In some ways the concluding panel session was the most interesting. We considered the known facts, trends and threats:
  • Volumes of social media interactions will increase dramatically as more of the general public (and particularly young people) elect and expect to interact online with organisations; 
  • Social media is an opportunity for a conversation without media intermediaries; many Councils are releasing information on their facebook pages rather than via traditional media releases for this reason;
  • Posting information online is cheaper than newspaper advertisements or home letter drops and is a viable alternative in many instances;
  • We may need to rethink business processes as well as people go mobile - links to submit online are more user friendly than paper forms;
  • Social media engagement can be immediate and measurable;
  • Social media can allow extended conversations around complex issues and help Councils make better informed decisions;
  • Social media can be more effective in engaging particular audience segments (e.g. the young) than traditional channels
  • Social media communication is best harnessed with a whole of organisation approach, a diversity of voices and open two-way communication with audiences; 
  • To do nothing leaves us at risk of irrelevance and mediocrity.
It was a classic innovation dilemma.
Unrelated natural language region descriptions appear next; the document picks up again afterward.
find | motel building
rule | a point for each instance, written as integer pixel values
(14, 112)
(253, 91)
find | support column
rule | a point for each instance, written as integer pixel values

In this room full of social media practitioners, who was really prepared to let go of control and invite others, perhaps many others, in their organisation into the inner sanctum to post, tweet and respond to the general public? Best thinking indicates that we need to encourage everyone in our organisations to be leaders and nurture innovation. But at the top, we are risk averse and hesitate to let go.

It's a massive cultural shift to be willing to open the agenda to new possibilities, try new approaches, admit the possibility of failure, develop what works, and move on. Some of the younger people attending were quite pragmatic about this, advising that it's OK to make a mistake because it's ephemeral - the discussion moves on in a day or so - just don't 'hurt the brand'. For the older and more risk averse this is a new frontier with new rules, but even most savvy social media practitioners attending were reluctant to release control (even with appropriate user guidelines). We were all put on the spot and left to wonder if, how and why we could open these channels more to others, given the signposts we'd seen in the course of the day.